Daily Archives: 2025年7月14日

院長のブログ④~オキシトシンについて~

皆様、7月に入り本格的な夏を迎えましたが、お変わりなくお過ごしでしょうか。
どうぞ、体調を崩さないようにお気をつけください。

 

~院長ブログより④~

オキシトシンは授乳に関わるホルモンですが、他にも色々な作用があります。
恋愛ホルモンとも言われ、恋愛中は増加します。また社会的行動とも関連し、信頼や見つめ合い、スキンシップなどで、下記のような正のループを形成します。

犬が見つめると飼主のオキシトシンが増加し、飼主も犬を見つめ犬のオキシトシンも増加します。

人と人の触れ合いが大切なことがわかる実験があります。
生後3日から6日までの赤ちゃんを、母親か父親が60分抱きます。

抱く前後で唾液のオキシトシンを測定しました。
母親が抱いた場合、母親のオキシトシンも赤ちゃんのオキシトシンも増加しました。
父親が抱いた場合、父親のオキシトシンも赤ちゃんのオキシトシンも増加しました。
母親と父親での違いはありませんでした。

 

別の実験で、母親が7~12歳の娘と関わり合って、娘の尿中オキシトシンを測定しました。

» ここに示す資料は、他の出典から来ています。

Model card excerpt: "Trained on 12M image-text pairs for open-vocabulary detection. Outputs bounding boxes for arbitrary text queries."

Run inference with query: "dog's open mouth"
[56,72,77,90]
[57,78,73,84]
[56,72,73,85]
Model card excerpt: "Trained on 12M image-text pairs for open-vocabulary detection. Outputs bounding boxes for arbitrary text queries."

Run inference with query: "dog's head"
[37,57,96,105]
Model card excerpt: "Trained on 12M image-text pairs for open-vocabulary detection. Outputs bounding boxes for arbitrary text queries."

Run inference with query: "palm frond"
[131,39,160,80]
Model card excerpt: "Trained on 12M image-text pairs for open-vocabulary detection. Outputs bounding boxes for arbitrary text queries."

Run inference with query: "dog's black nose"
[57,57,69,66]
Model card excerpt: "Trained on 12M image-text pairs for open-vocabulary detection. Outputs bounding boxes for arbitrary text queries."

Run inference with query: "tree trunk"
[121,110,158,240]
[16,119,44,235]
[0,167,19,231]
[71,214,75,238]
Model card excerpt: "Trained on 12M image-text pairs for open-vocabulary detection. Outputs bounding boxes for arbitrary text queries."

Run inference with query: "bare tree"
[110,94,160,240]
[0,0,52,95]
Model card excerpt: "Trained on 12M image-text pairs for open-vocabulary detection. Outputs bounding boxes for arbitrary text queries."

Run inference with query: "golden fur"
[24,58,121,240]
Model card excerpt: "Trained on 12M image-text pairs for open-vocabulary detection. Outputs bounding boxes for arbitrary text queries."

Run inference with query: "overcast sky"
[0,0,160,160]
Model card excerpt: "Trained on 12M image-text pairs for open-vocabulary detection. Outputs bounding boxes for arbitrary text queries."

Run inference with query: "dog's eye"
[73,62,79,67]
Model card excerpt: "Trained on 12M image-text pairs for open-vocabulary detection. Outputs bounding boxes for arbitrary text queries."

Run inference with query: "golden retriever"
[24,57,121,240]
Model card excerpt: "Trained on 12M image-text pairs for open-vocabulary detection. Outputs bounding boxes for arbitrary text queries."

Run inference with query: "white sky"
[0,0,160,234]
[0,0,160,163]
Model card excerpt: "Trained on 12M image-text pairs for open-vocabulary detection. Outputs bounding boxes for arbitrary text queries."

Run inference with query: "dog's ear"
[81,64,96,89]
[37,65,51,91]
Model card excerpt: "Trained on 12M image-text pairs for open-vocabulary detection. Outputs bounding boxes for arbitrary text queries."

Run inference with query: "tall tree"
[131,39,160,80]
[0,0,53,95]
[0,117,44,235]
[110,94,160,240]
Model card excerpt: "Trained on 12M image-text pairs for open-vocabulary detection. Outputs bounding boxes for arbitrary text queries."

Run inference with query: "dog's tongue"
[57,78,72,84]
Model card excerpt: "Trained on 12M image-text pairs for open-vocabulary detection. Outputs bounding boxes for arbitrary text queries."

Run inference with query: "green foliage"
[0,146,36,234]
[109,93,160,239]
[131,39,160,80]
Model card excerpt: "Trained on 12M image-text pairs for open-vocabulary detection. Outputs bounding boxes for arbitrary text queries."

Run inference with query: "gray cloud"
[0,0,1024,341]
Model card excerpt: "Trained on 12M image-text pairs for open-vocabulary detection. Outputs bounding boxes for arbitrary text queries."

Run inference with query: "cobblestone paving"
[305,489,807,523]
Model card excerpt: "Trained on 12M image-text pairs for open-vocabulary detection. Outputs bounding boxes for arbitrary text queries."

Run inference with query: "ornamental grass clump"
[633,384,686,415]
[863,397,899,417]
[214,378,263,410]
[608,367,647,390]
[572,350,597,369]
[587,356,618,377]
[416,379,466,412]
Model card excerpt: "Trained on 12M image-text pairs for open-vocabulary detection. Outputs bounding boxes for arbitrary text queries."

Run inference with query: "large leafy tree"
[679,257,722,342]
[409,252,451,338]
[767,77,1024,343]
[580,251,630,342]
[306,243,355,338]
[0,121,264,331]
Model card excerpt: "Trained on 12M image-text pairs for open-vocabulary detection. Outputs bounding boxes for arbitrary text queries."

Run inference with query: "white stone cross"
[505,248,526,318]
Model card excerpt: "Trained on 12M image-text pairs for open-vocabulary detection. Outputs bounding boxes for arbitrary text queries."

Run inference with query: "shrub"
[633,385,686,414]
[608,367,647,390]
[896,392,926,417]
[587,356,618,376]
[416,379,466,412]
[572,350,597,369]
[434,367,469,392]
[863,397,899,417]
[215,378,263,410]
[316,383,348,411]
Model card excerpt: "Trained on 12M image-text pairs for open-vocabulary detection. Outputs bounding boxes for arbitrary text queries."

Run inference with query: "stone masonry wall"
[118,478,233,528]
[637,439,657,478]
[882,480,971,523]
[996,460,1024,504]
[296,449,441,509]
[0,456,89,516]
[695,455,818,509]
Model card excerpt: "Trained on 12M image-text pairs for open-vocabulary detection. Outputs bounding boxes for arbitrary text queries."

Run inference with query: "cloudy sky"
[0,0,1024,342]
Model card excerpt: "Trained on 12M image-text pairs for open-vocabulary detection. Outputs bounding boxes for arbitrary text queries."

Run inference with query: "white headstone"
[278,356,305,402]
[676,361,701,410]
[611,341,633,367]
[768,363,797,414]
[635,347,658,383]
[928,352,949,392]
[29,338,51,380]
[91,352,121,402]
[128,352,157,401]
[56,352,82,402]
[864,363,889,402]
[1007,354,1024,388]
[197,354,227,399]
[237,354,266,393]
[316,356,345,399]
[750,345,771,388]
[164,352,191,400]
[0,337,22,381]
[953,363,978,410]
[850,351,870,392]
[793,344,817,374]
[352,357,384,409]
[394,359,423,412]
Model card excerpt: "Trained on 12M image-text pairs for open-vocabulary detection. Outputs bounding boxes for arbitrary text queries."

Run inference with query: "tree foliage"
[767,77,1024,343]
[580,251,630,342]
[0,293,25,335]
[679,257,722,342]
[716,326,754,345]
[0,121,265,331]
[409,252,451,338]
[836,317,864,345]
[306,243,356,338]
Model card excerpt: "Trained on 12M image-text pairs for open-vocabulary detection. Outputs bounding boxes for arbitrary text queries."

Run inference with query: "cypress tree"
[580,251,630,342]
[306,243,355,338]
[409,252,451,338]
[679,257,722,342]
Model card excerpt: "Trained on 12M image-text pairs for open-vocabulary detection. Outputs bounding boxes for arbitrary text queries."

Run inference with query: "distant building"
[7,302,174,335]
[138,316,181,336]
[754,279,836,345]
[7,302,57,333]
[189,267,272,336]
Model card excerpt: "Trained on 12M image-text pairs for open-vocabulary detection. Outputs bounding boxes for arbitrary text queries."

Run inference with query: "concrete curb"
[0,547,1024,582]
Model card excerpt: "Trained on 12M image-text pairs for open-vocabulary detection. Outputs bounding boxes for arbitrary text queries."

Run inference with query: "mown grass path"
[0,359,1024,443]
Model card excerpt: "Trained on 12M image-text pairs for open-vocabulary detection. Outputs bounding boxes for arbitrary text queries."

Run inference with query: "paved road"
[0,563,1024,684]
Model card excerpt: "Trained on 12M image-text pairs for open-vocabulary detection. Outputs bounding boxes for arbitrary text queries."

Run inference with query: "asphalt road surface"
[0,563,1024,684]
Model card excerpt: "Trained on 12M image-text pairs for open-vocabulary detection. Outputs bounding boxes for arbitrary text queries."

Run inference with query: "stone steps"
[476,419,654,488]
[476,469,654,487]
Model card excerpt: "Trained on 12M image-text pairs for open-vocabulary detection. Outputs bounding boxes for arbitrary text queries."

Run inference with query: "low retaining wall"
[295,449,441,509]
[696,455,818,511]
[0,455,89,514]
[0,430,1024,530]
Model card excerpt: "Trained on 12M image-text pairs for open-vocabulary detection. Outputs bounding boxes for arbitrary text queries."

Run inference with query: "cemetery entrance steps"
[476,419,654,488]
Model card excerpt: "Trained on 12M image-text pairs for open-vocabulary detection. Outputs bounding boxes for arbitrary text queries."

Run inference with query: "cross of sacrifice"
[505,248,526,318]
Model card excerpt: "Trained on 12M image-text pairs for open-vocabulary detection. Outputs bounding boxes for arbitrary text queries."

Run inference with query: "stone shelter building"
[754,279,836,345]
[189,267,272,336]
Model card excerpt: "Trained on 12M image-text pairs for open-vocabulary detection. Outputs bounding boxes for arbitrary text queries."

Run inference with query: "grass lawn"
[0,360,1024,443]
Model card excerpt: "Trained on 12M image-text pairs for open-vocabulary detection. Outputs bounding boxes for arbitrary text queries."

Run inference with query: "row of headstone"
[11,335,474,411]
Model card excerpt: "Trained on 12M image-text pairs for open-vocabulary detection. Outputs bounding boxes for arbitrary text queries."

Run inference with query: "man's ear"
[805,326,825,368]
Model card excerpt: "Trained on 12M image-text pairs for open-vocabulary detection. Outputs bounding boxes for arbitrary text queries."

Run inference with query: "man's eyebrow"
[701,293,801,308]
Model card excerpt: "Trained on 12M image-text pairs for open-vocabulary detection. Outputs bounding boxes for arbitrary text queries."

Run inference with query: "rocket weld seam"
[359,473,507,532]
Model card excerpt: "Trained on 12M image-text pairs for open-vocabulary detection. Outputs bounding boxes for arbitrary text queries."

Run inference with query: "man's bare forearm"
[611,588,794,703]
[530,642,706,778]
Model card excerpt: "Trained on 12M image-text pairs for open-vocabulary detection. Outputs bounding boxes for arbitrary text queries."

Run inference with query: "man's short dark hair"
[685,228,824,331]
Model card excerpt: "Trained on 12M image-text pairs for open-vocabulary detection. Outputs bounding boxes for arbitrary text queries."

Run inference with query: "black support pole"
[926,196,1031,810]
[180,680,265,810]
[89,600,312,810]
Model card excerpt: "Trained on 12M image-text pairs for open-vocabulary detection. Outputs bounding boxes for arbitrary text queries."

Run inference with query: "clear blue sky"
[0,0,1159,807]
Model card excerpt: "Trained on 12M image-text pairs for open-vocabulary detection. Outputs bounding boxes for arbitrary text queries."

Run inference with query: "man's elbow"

1)母親が15分間直接に娘と接触し、身体の接触と語りかけをします。
2)母親が15分間離れた所から、電話で語りかけだけをします。
3)母親が15分間娘に何もせず、娘は刺激的でない映画を観ます。

結果は、1)と2)でオキシトシンが増加しましたが、1)で増加がより顕著でした。3)では増加はありませんでした。

 

アレルギーでは肥満細胞が、ヒスタミンを放出して色々な症状を起こします。人やラットの腸管の肥満細胞は、オキシトシンの受容体を持っています。

動物実験では、オキシトシンがヒスタミンの放出を減少させ、腸の過敏性を減弱させました。
逆に言うと、オキシトシンが少ない状況ではアレルギーが強い可能性があります。

 

ADHD(注意欠如、多動症)ではオキシトシンが減少します。
アトピーにはADHDが合併しやすいことが報告されています。


昔、アトピーでADHDの男の子と母親が受診しました。
全身アトピーで、睡眠不足と食欲不振で、非常にやせていて、診察室の床に寝転び暴れました。

母親に治療を説明し、子供を抱いて見つめてよく話すことを勧めました。その子は受診の度に、診察室の床に寝転び暴れました。

 

ある時、母親がふっくらとした、物静かな男の子を連れて受診しました。肌も綺麗で、兄弟かと思いました。

なんと、ADHDもアトピーも睡眠不足も食欲不振も治癒した、本人でした。その子の唾液のオキシトシンは、治癒時は初診時の2倍に増加していました。